Indian yoga guru, author, researcher and TV personality

Hansa Yogendra (born 8 October 1947) is an Indian yoga teacher, author, researcher, and television presenter. She is the director of The Yoga Institute, a non-profit yoga organization based in Mumbai, which was founded in 1918 by her father-in-law, Yogendra.

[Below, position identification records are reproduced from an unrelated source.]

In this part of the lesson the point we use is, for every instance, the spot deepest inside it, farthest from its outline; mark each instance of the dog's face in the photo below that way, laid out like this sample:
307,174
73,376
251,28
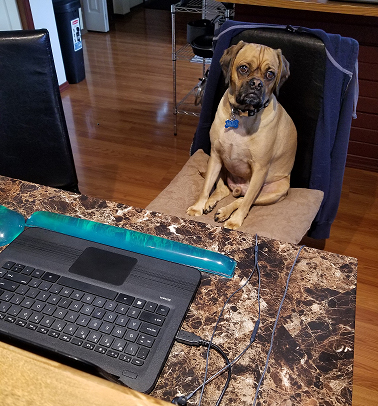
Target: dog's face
253,73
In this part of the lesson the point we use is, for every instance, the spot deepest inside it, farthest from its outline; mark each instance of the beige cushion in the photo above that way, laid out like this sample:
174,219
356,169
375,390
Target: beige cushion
287,220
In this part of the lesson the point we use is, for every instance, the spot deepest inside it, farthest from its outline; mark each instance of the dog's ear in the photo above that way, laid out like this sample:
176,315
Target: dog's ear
228,58
283,71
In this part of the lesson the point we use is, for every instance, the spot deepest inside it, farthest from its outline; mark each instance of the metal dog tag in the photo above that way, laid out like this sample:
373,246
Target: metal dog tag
232,123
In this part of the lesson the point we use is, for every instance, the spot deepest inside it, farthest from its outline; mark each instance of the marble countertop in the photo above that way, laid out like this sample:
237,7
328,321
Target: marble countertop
311,362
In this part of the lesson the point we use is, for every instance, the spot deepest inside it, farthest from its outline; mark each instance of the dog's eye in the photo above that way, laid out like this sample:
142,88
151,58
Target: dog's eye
243,69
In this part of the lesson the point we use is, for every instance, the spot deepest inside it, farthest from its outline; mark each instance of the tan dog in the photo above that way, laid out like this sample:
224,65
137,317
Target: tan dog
253,139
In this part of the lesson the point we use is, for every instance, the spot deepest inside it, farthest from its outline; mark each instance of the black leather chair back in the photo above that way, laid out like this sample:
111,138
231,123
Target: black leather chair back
301,95
34,140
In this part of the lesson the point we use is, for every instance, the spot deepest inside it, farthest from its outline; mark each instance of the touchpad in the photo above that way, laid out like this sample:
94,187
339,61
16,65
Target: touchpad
104,266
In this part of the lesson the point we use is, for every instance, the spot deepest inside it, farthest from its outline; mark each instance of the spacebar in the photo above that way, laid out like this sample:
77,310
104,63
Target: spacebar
86,287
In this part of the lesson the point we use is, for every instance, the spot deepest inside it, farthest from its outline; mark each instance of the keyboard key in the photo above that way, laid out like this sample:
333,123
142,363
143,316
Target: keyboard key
66,292
110,305
99,302
139,303
125,357
98,313
100,349
106,341
8,285
64,302
131,335
70,329
152,318
131,349
150,306
10,319
122,320
27,270
27,302
47,321
49,309
106,328
143,353
110,316
94,337
76,295
43,296
82,332
83,320
88,298
149,329
121,308
45,285
54,299
42,330
54,334
145,340
94,324
24,314
119,332
87,309
18,267
119,345
50,277
22,289
8,265
32,292
162,310
37,273
133,324
126,299
76,341
34,283
133,313
59,325
76,306
71,316
113,354
14,310
60,313
137,362
38,306
88,346
17,299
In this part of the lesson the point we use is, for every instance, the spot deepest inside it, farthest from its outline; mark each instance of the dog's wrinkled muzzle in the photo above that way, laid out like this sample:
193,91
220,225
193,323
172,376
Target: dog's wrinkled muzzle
251,93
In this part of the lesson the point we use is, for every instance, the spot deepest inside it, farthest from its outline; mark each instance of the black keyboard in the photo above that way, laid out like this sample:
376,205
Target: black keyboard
103,309
95,318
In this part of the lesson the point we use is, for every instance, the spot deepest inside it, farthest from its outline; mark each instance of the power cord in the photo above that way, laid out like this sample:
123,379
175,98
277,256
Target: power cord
188,338
194,340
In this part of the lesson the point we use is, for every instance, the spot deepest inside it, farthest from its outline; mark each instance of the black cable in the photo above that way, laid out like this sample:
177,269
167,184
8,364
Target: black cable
192,339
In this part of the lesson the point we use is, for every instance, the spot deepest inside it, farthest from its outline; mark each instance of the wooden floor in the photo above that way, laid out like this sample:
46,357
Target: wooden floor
121,126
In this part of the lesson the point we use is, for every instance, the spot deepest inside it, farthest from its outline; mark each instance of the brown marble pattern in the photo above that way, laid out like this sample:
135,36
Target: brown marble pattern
312,357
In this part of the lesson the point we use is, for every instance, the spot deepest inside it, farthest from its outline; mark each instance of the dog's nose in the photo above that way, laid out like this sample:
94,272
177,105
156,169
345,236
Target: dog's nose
255,83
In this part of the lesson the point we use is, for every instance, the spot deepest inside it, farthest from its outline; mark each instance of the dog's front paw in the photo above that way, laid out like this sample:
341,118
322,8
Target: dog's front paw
194,211
235,221
233,225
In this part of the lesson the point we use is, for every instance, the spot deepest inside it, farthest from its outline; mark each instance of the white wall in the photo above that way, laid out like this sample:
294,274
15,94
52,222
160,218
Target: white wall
43,17
9,16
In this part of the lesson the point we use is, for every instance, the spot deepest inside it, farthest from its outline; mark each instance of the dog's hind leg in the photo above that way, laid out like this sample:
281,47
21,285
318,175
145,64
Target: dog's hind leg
225,212
273,192
221,191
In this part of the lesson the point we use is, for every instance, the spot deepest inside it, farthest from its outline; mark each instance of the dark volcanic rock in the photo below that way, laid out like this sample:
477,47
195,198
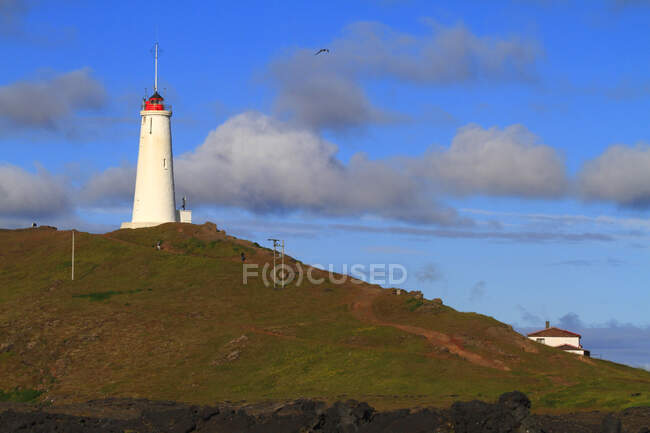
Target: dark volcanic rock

She was presenter of the television series Yoga for Better Living, aired on DD National in 1980s.
She is the chair of the Yoga Certification Committee for Quality Council of India (QCI) and President of the International Board of Yoga. She is the Vice President of the Indian Yoga Association.

== Early life ==

Born on 8 October 1947 to Jitendra Phulchand Patni and Tara Patni, in a Jain family, she completed her graduation in science from Mithibai College. Later, she completed her Yoga teacher training course at The Yoga Institute. She holds a degree in law from the Government Law College, Mumbai. She received a Ph.D from The Open International University for Complementary Medicines in February 2018.

== Works ==

In 1991, she and Jayadeva Yogendra advised the National Council of Educational Research and Training on a Yoga education syllabus for schools in India. She has conducted several seminars and lecture tours in India and in Canada, Pakistan, Europe, Hong Kong, Australia and the USA.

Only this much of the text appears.